Re: [PATCH 03/11] drm/i915: Stop tracking MRU activity on VMA

Tvrtko Ursulin <tvrtko.ursulin@xxxxxxxxxxxxxxx> · Tue, 10 Jul 2018 17:01:56 +0100

On 10/07/2018 13:37, Chris Wilson wrote:
Quoting Tvrtko Ursulin (2018-07-10 13:19:51)

On 09/07/2018 14:02, Chris Wilson wrote:
Our goal is to remove struct_mutex and replace it with fine grained
locking. One of the thorny issues is our eviction logic for reclaiming
space for an execbuffer (or GTT mmaping, among a few other examples).
While eviction itself is easy to move under a per-VM mutex, performing
the activity tracking is less agreeable. One solution is not to do any
MRU tracking and do a simple coarse evaluation during eviction of
active/inactive, with a loose temporal ordering of last
insertion/evaluation. That keeps all the locking constrained to when we
are manipulating the VM itself, neatly avoiding the tricky handling of
possible recursive locking during execbuf and elsewhere.

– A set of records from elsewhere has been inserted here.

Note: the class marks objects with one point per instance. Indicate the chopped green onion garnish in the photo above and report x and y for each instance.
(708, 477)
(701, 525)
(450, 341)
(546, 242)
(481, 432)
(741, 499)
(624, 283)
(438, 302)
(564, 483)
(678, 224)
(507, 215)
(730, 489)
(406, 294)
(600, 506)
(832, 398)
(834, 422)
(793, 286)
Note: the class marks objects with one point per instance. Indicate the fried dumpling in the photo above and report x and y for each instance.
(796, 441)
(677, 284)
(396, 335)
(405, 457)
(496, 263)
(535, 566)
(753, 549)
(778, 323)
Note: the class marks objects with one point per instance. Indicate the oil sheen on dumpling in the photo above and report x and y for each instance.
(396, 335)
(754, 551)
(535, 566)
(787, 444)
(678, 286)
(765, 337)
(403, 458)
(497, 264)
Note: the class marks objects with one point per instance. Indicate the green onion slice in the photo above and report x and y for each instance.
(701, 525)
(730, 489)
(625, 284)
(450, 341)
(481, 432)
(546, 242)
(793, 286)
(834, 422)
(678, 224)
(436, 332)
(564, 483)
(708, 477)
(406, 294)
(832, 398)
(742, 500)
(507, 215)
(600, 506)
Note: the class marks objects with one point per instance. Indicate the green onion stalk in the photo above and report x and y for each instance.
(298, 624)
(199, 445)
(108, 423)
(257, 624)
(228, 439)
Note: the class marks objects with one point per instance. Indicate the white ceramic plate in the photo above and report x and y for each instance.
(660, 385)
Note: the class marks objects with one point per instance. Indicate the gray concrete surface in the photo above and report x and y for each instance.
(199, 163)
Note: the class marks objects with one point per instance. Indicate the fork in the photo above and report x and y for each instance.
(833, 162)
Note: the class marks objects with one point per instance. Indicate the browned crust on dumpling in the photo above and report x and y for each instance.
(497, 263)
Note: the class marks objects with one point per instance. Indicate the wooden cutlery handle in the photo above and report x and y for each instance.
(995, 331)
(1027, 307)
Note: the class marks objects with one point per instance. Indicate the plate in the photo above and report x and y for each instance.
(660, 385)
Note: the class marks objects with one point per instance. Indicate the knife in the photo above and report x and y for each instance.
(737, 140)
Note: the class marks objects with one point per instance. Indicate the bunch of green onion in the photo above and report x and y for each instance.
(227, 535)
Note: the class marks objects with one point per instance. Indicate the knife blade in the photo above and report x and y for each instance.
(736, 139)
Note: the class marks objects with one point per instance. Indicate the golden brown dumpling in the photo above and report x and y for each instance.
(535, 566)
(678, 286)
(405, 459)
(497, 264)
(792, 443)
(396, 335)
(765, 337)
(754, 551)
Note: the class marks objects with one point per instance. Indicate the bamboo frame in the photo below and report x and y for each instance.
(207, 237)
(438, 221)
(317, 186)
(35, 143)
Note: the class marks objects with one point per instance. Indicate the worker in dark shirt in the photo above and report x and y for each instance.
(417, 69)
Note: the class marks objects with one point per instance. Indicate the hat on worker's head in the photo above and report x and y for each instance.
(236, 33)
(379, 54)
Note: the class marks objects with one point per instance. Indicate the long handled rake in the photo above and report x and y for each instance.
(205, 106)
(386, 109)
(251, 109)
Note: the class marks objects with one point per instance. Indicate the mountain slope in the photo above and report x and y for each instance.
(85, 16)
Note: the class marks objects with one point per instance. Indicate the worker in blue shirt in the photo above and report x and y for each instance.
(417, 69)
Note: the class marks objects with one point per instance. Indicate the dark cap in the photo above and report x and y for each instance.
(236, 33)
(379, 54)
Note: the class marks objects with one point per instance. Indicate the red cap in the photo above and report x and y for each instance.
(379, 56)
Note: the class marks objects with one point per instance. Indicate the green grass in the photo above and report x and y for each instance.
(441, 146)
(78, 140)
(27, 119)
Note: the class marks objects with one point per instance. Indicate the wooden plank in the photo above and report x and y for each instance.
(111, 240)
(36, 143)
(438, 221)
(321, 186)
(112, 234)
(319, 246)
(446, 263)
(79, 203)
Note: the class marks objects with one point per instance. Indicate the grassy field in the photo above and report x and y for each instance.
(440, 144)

Note that discarding the MRU is unlikely to impact upon our efficiency
to reclaim VM space (where we think a LRU model is best) as our
current strategy is to use random idle replacement first before doing
a search, and over time the use of softpinned 48b per-ppGTT is growing
(thereby eliminating any need to perform any eviction searches, in
theory at least).

It's a big change to eviction logic but also mostly affects GGTT which
is diminishing in significance. But we still probably need some real
world mmap_gtt users to benchmark and general 3d pre-ppgtt.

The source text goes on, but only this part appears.